Why multi-stage build?
- One of the most difficult things about building images is keeping the size of an image as small as possible.
- The multi-stage build is a new feature and it requires Docker 17.05 or higher on the daemon and client.
Before multi-stage build!
- Before multi-stage build, It was common to have one Dockerfile to use for development (which has everything needed to build your application), and a smaller one to use for production, which only contained your application and exactly what was needed to run it.
How Multi-stage Build Works
- With multi-stage builds, you use multiple
FROM
statements in your Dockerfile. - Each
FROM
instruction can use a different base, and each of them begins a new stage of the build. - We can selectively copy artifacts from one stage to another, leaving behind everything we don’t want in the final image.
A Simple Multi-Stage Dockerfile
#Build image
FROM gradle:4.5-jdk-alpine as BUILD_IMAGE
RUN mkdir /home/src
COPY ./app/ /home/app/
WORKDIR /home/app
RUN gradle build
#Final run image
FROM openjdk:8-jre-alpine
RUN mkdir /home/app
WORKDIR /home/app
COPY --from=BUILD_IMAGE /home/app/build/libs/myapp.jar .
CMD ["java","-jar","myapp.jar"]
In multi-stage build, we pick the tasks of building and running our applications into different stages.

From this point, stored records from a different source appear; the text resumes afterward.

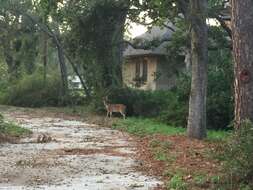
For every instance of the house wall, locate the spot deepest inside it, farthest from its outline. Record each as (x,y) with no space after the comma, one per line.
(129,72)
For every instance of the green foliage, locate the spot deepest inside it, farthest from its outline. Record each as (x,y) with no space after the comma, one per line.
(32,91)
(11,130)
(238,154)
(162,105)
(220,84)
(144,127)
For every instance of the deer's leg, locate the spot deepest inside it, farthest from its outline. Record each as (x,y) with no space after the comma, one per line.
(123,114)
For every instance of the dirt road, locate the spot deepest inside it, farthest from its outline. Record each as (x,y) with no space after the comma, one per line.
(80,156)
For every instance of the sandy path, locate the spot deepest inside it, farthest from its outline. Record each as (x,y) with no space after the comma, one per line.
(82,157)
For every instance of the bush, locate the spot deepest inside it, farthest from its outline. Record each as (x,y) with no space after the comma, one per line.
(30,91)
(238,154)
(162,105)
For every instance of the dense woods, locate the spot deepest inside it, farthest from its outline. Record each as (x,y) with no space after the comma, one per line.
(46,45)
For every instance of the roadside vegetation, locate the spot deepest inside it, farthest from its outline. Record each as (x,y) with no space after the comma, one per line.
(43,43)
(192,164)
(11,131)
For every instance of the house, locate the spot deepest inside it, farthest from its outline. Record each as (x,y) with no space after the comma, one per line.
(74,83)
(147,69)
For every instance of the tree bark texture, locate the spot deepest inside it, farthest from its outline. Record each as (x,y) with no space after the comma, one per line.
(196,127)
(242,32)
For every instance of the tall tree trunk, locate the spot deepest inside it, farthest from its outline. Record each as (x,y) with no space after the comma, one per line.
(242,31)
(63,67)
(45,55)
(196,127)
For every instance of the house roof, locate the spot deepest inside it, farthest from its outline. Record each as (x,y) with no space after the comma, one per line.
(154,34)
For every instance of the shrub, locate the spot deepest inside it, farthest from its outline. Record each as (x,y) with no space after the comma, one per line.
(238,154)
(30,91)
(162,105)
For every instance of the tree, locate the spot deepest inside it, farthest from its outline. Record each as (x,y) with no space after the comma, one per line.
(242,31)
(196,127)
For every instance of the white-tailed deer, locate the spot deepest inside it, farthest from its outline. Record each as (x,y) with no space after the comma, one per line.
(116,108)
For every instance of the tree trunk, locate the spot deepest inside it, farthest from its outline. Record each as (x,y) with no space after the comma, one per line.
(196,127)
(242,31)
(62,67)
(45,55)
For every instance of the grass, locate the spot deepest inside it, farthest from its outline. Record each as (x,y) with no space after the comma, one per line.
(12,130)
(144,127)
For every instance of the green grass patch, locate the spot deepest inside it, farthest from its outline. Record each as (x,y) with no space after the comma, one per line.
(12,130)
(143,127)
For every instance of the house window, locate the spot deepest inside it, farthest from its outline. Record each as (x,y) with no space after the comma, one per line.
(141,72)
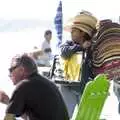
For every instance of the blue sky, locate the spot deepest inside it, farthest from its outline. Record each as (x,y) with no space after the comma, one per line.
(27,12)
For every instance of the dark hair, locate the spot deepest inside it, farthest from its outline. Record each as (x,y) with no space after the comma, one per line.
(27,62)
(47,32)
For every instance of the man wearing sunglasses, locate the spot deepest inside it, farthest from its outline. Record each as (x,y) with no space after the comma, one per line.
(34,96)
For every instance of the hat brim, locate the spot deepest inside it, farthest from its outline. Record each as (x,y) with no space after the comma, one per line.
(82,27)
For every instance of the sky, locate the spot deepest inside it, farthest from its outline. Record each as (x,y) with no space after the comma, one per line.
(22,25)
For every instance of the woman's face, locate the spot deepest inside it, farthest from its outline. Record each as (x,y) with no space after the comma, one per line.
(16,74)
(77,35)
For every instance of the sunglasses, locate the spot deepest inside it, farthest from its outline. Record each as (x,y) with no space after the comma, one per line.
(13,68)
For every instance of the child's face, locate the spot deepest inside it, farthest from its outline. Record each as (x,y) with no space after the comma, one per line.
(77,35)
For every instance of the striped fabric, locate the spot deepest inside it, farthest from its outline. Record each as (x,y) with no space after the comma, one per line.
(106,50)
(58,23)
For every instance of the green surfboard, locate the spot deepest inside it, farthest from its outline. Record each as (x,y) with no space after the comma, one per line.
(93,98)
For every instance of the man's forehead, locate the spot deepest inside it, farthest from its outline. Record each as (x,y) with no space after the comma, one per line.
(14,61)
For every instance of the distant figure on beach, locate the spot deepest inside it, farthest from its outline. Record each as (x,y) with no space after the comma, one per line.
(35,97)
(43,54)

Here, we start with a large image that includes all of the necessary dependencies needed to compile the binary executable of our application. This can be termed as the builder stage.
We then took a lightweight image for our run stage which includes only what is needed to run a binary executable. i.e just having jre in our final stage is sufficient to run our application. This can be termed as the production stage.
Conclusion
As we’ve seen multi-stage Dockerfile allows us to build smaller images, and separate build into stages. For example, in the first stage you can create a complete build environment and in the second stage, create a minimal runtime environment using a single Dockerfile.